Nath Finanças - Primeiramente, é essencial dar continuidade ao programa Desenrola Brasil. Esse programa será fundamental para pessoas de baixa renda que possuem dívidas de até cinco mil reais. Vai ajudá-las a quitar essas dívidas, que podem ser de cartão de crédito, empréstimos ou contas bancárias, unificando todas em uma única dívida.

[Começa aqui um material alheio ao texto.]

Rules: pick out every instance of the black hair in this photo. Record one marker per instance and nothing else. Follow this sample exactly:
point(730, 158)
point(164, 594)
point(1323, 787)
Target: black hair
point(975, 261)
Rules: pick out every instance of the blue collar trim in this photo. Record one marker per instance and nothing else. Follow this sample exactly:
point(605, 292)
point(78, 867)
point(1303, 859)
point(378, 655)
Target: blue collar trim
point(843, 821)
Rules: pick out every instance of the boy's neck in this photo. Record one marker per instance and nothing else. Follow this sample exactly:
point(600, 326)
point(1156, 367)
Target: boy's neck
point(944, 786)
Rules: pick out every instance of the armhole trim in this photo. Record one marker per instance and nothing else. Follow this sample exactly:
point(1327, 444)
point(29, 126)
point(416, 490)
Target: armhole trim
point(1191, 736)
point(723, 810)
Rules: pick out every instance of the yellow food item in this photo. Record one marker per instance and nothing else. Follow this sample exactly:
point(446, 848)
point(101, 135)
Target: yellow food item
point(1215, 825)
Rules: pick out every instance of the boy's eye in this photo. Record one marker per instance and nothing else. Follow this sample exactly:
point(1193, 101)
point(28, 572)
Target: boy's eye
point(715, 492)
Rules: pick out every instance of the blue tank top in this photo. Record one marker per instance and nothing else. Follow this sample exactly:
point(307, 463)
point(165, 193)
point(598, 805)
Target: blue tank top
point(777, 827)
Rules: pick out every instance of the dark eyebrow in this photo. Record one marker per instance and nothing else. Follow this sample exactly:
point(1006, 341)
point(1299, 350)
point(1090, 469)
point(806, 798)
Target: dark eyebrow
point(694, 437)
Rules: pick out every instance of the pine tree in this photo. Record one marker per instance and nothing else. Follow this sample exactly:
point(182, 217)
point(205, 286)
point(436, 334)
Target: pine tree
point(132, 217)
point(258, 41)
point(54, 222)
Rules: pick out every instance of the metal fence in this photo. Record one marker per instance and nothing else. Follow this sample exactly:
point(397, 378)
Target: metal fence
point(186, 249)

Isso é muito importante para fortalecer e incentivar empresas a negociarem as dívidas dessas pessoas, beneficiando tanto as empresas quanto os bancos e outras instituições.

Outro ponto que considero extremamente importante para a população de baixa renda são os estudantes endividados com o FIES. Muitos estudantes, principalmente os de baixa renda, saem formados com uma dívida enorme. É necessário buscar formas dessas pessoas conseguirem quitar essas dívidas, reduzindo as taxas de juros e negociando com as instituições financeiras e de ensino. Criar um mecanismo semelhante ao Desenrola Brasil seria muito relevante. Essa é a primeira sugestão: dar continuidade a esse projeto que já está em andamento no programa.

Por último, mas não menos importante, é importante promover a educação financeira tanto em casa quanto nas escolas, de forma transversal.

Essas são três sugestões desafiadoras para o presidente e o governo implementarem gradualmente. Acredito que podemos alcançar esses objetivos, mesmo que seja um processo gradual ao longo de muitos anos, não em apenas uma semana, um mês ou um ano. Mas eu vejo que a gente vai conseguir realizar.